En el capítulo trece de la primera parte de La mujer pobre, se suscita una discusión sobre arte que involucra a Marchenoir y a Gacougnol, el personaje del pintor que rescata a Clotilde. Allí, el reaparecido protagonista de El desesperado se pregunta, a propósito de la Transfiguración de Rafael: “En los trescientos cincuenta años que lleva de existencia, ¿acaso algún hombre ha podido rezar delante de esa imagen?”. Pregunta que enseguida revela su intencionalidad retórica, pero que le da pie a Gacougnol para decirle: “Una obra de arte pretendidamente religiosa que no hace brotar la plegaria es tan monstruosa como una bella mujer que no excitase a nadie”. La premisa de la que ambos parten, por cierto, es que todo habría comenzado a irse al diablo con el Renacimiento. Y es en esa circunstancia en que los impíos triunfan donde para Bloy se sitúa el fin de la historia. Donde el arte sufre su pérdida del aura.
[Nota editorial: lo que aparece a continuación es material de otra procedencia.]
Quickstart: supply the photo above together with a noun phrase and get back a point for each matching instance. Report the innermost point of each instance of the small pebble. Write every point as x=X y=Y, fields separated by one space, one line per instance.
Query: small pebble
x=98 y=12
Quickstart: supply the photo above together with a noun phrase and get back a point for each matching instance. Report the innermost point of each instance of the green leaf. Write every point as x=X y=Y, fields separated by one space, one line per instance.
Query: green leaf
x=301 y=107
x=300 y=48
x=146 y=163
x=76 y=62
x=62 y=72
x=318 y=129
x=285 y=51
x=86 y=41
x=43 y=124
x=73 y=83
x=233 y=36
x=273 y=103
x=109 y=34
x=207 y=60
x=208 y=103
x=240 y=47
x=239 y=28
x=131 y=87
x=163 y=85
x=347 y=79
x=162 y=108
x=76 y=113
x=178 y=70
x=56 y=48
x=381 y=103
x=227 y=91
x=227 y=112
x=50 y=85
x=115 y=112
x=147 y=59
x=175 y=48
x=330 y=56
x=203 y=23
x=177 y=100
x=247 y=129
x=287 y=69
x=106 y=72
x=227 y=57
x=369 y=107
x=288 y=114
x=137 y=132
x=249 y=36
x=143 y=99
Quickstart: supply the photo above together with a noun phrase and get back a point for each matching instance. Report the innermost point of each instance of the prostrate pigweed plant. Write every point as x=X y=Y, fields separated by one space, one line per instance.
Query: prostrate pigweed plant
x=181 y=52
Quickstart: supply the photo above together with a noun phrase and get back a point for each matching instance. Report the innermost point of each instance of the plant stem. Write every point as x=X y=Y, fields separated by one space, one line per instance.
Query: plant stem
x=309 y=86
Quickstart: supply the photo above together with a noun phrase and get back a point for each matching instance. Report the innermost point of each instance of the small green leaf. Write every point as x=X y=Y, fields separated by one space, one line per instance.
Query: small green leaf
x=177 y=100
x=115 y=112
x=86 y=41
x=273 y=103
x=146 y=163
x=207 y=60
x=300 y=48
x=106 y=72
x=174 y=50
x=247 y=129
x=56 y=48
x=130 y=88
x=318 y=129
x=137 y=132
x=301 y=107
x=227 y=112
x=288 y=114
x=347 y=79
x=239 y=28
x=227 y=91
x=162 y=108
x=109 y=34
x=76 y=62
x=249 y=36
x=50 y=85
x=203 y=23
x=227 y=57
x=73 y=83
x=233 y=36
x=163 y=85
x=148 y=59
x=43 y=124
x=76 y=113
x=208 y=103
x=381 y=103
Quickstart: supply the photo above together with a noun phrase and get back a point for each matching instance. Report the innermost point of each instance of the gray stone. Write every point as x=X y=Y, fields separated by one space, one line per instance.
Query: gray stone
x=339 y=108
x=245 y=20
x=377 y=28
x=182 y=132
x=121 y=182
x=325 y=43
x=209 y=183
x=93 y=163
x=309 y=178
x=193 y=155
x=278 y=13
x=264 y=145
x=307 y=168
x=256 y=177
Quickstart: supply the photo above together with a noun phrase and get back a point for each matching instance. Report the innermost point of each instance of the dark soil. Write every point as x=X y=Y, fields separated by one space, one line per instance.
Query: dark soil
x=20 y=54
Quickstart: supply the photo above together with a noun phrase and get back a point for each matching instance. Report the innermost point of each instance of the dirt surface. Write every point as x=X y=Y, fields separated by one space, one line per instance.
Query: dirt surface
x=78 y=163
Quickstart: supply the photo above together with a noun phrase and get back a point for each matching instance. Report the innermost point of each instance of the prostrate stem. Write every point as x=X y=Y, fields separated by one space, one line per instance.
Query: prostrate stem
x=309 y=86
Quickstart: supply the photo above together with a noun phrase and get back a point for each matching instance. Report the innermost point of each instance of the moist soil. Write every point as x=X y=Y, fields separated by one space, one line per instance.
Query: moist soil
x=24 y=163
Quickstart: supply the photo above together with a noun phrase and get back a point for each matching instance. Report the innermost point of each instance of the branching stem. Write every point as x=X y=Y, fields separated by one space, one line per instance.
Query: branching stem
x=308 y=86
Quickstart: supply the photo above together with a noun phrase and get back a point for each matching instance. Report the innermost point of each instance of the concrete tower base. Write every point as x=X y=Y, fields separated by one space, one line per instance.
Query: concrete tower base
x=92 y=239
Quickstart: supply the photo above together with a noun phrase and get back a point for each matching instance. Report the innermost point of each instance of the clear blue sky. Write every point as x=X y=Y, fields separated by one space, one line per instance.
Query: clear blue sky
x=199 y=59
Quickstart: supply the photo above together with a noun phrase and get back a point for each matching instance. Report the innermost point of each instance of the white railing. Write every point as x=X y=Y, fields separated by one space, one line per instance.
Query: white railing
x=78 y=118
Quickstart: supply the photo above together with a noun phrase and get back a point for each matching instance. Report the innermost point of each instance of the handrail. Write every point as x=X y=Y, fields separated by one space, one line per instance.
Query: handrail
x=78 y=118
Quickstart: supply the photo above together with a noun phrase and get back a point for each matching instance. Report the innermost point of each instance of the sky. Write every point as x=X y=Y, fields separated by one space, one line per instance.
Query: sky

“Yo intervengo para formular unas maldiciones precisas contra toda música que no tenga como único objeto inmediato alabar a Dios”, apunta en una entrada del diario, refiriéndose a una discusión que se da al final de una cena, y dejando en claro su peculiar posición sobre el arte. Al igual que esos imagineros medievales que, avizorándose muertos, incluían una exhortación, al pie de sus cuadros, para que quien los contemplase rezara por ellos, así León Bloy aspira a que su literatura nos toque el corazón y nos convierta. Porque el arte puede ser una forma de redención, después de todo. El estaba convencido de ello. Un arte que nos incitara, otra vez, a santiguarnos. Hay allí un designio cuanto menos tierno.